McFaddin, J., concurs in the result.
ED. F. McFaddin, Justice (concurring). I agree with the result reached in this case; but I dissent (a) from some of the language in the opinion and (b) from the extent to which the majority has seen fit to go.
The majority has stated in its opinion:
"We conclude that Pinkert and McMinn are tenants in common in the ratio of the amounts paid by them or their predecessors in obtaining title from the Districts."
To this language, designating Pinkert and McMinn as tenants in common, I respectfully direct this dissent; and here are my reasons:
(1) After long and serious consideration in Sanders v. Mhoon, 214 Ark. 589, 217 S.W.2d 349, we refused to denominate the relationship as "tenants in common." The majority is now doing what we deliberately refused to do in Sanders v. Mhoon.
(2) Furthermore, to say that Pinkert and McMinn are "tenants in common" is dictum. It is only necessary for us in this case to settle the rights between the litigants; and it is not necessary for us to designate or denominate their relationship so as to surround these parties, and other parties that may be similarly situated, with the rights and duties flowing from the relationship of tenancy in common. I urged my brother judges to use language (a) that the relationship between Pinkert and McMinn, insofar as this case was concerned, had the aspects of tenancy in common, or (b) that the rights of Pinkert and McMinn could be settled by applying some of the rules of tenancy in common. Either statement would have been sufficient for this opinion; and anything beyond such statement is dictum.

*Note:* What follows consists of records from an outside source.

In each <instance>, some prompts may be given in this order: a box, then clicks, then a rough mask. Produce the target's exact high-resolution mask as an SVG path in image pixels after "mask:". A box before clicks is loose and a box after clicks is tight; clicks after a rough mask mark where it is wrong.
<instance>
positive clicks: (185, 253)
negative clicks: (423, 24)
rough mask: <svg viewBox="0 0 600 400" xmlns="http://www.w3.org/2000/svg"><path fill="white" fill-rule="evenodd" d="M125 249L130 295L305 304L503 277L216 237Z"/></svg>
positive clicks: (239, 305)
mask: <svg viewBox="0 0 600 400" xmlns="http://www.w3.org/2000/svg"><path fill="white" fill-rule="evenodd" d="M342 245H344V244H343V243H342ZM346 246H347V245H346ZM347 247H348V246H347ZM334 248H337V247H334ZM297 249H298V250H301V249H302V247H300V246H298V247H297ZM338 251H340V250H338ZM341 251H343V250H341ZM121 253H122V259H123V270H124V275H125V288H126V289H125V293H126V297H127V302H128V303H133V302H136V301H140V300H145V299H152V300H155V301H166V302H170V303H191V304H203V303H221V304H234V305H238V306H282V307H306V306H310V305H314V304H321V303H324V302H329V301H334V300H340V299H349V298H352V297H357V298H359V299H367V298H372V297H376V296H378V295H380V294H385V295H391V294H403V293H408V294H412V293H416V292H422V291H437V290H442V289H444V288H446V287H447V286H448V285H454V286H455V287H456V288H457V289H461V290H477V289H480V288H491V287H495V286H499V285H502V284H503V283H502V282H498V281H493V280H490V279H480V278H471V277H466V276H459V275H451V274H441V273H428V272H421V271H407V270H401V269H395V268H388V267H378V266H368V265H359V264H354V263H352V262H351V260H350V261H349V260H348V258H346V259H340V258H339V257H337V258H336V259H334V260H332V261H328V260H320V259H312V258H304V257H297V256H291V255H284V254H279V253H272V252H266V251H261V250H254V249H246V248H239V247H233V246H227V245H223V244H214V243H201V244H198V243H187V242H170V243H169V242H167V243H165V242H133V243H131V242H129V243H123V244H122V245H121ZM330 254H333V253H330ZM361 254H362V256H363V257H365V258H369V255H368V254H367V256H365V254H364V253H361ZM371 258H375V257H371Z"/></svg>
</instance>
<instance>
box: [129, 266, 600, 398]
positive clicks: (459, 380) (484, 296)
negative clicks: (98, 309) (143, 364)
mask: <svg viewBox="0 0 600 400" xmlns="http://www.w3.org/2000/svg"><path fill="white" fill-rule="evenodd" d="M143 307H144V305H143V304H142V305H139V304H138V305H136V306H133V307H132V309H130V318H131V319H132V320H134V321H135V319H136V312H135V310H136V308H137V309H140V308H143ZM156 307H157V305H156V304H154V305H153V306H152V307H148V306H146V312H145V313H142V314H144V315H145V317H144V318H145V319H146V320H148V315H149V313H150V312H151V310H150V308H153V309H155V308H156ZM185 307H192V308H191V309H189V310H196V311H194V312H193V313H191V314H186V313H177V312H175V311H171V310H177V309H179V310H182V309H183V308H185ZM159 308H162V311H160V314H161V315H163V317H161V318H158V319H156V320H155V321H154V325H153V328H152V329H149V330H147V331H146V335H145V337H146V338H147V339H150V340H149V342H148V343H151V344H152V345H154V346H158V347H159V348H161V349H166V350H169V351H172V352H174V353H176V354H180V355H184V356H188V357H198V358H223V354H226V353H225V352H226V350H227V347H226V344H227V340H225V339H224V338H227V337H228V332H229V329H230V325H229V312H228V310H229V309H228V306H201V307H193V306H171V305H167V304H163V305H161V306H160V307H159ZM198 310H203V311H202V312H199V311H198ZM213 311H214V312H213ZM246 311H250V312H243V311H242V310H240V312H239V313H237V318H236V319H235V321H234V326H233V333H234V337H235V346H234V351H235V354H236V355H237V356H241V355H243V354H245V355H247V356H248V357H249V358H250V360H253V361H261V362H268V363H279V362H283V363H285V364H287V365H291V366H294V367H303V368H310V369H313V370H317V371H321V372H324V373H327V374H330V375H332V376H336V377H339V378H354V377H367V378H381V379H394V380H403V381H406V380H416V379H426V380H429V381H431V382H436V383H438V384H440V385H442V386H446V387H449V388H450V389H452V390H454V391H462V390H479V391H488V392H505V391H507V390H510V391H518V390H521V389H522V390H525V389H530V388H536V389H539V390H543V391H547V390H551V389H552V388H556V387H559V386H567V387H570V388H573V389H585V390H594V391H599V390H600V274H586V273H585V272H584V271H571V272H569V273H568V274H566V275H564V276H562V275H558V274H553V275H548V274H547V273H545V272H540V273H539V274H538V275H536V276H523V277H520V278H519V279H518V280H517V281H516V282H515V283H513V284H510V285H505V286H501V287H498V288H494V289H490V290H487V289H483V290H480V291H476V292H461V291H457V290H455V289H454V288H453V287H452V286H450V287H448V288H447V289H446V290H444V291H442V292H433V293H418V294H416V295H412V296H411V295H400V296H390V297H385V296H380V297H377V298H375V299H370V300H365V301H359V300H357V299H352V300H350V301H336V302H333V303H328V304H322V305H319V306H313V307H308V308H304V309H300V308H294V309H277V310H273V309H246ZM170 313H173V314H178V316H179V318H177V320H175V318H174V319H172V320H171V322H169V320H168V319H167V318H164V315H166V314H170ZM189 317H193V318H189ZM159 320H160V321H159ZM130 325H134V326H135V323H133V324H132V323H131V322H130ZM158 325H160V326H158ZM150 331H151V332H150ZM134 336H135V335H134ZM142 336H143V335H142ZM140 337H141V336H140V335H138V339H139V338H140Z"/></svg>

(3) The language of the majority in designating Pinkert and McMinn as tenants in common is language that will come back to plague us in future cases. Tenants in common have certain rights, duties and liabilities, and remedies between themselves and as regards others. Some such items are adverse possession, payment of taxes, improvements, repairs and tax sales. An examination of any treatise or law encyclopedia article on co-tenancy will disclose a multitude of matters relating to tenants in common. I predict that the rules on these various matters cannot be applied in all — or even in a majority of — instances between persons situated as are Pinkert and McMinn in the case at bar, who have acquired separate and distinct titles under improvement district foreclosure proceedings. Eventually the language of the majority in the case at bar will have to be explained and modified.
Therefore, to summarize: the majority has gone further than we went in Sanders v. Mhoon; the language as to co-tenancy was broader than was necessary to a holding in the case at bar; and the designation of co-tenancy will come back to plague us.